|
Lots of probabilistic models are typically optimized with expectation maximization: HMMs/LDS, Mixture models, factor analysis and sometimes even pPCA. For all of them, the log likelihood can be written down easily and so can its derivative. I wonder if anyone has practical experiences with using gradient based optimizers such as SGD, CG, LBFGS, RPROP, et al directly on the log likelihood. I have especially the following questions in mind:
|
|
There are two things which could roughly be described as directly optimizing the likelihood. The first is using EM to bound the true marginal log-likelihood function but optimizing the EM bound (as a function of Z and theta) with true optimizers instead of doing coordinate ascent. The other is to not use the EM bound at all. The second is really not practical in most cases because you'd have to sum an exponential number of terms to compute the normalizing constant (which, as a function of the parameters, is not at all a constant here; it's the equivalent of the feature expectations according to the model in logistic regression, roughly speaking), which is needed to compute the gradient and the hessian.
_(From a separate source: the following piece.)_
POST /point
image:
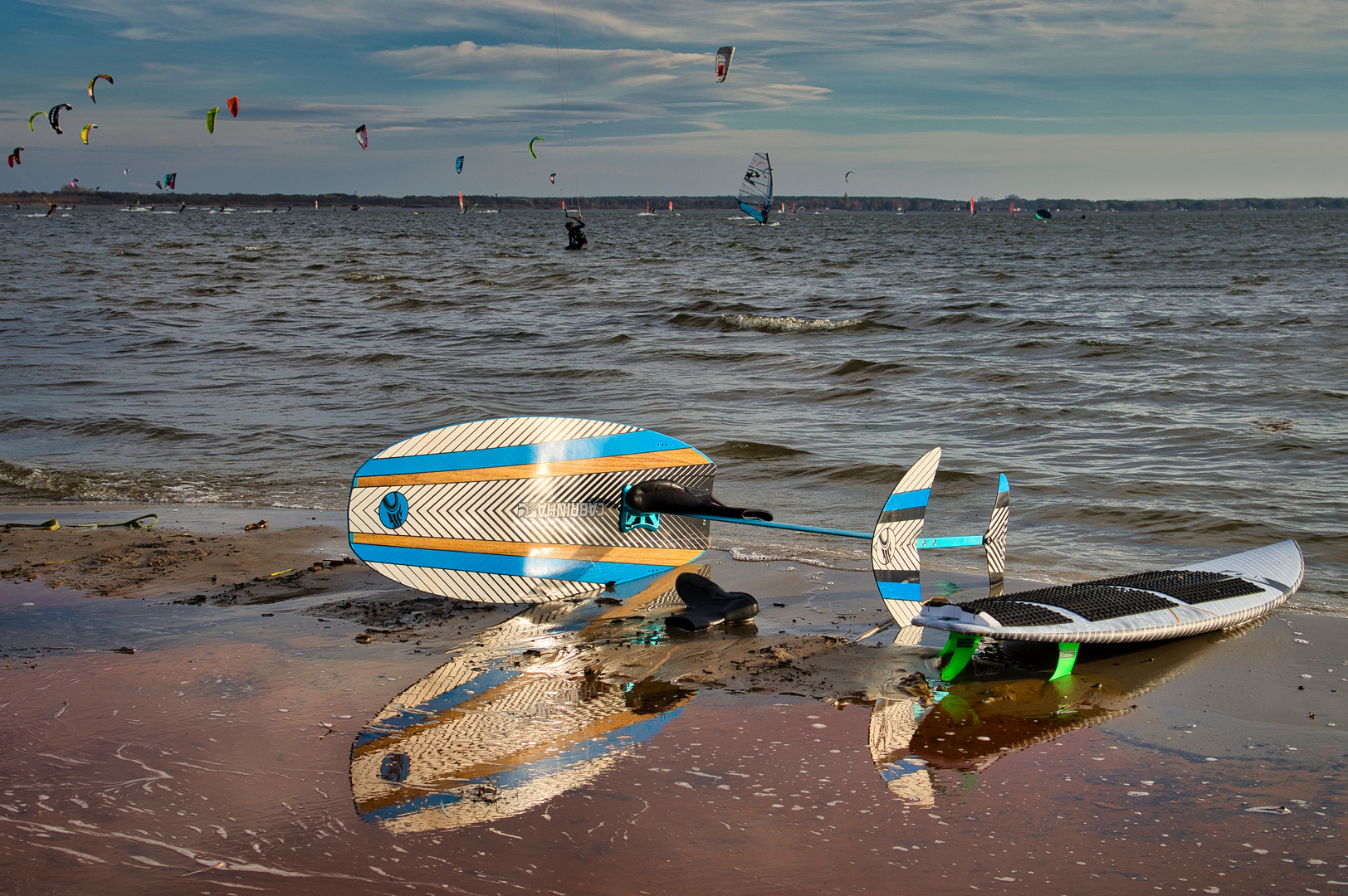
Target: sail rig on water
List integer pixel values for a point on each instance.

In the clustering case, for example, you'd have to sum over all possible clustering assignments of all points jointly, as for each value of these you have different optimal parameter settings (the EM bound is derived by assuming independence). However, in models like LDA that might be practical. So from now on I'll assume you're talking about the first alternative above, which is using true optimization algorithms to optimize the EM bound as a function of Z and theta. You will find some discussion of this in a question I asked a while ago in this website. The main motivators for not using gradient optimizers is that doing coordinate ascent in these models is just too easy, and most people are afraid of constrained optimization (it needs to be constrained as every Z has to be positive and all Zs must sum to 1). So, to your specific points:
I was actually asking for the second alternative. I was not aware that EM is also practical in cases where the partition function cannot be computed efficiently. For the models I am using, this is the case however: constraints on the parameters make sure the density function integrates to one. (e.g. for a mixture of Gaussians, all you have to do is to make sure that the responsibilities are positive and sum to one, which can be done by optimizing wrt to parameters which you put into a softmax/boltzmann distribution in order to get the actual responsibilities). Thanks for the link to the other question.
(Aug 27 '11 at 16:01)
Justin Bayer
1
@Justin: In mixtures of Gaussians the Zs are actually discrete variables; the choice of a vector of responsabilities that sum to one is a relaxation involved in EM (think about the mixture model generatively: for each point you first pick a mean/covariance pair with either uniform probability or sampling from a global vector of probabilities phi (in the case where you integrate out the mixture proportions) and then from that single mean/covariance pair you sample the point at hand. So if you know from which mixture each point was sampled from (the latent variables) you can write down the log-likelihood as a sum of the priors of the mixture components plus a sum over points of a gaussian centered on the right component. If you don't know the latent variables then you have to marginalize them out, and you have to marginalize over all possible z variables jointly, since (for example) if you permute the cluster assignments you need to get the same probabilities out. This induces a multimodal posterior, which is the source of the problem, hence the EM bound. You can see more details in one of the many questions about EM in this site: http://metaoptimize.com/qa/questions/1655/what-is-a-general-form-of-the-em-algorithm (see spinxl39's answer or my own for references).
(Aug 27 '11 at 19:51)
Alexandre Passos ♦
Thanks, very insightful.
(Aug 28 '11 at 11:58)
Justin Bayer
|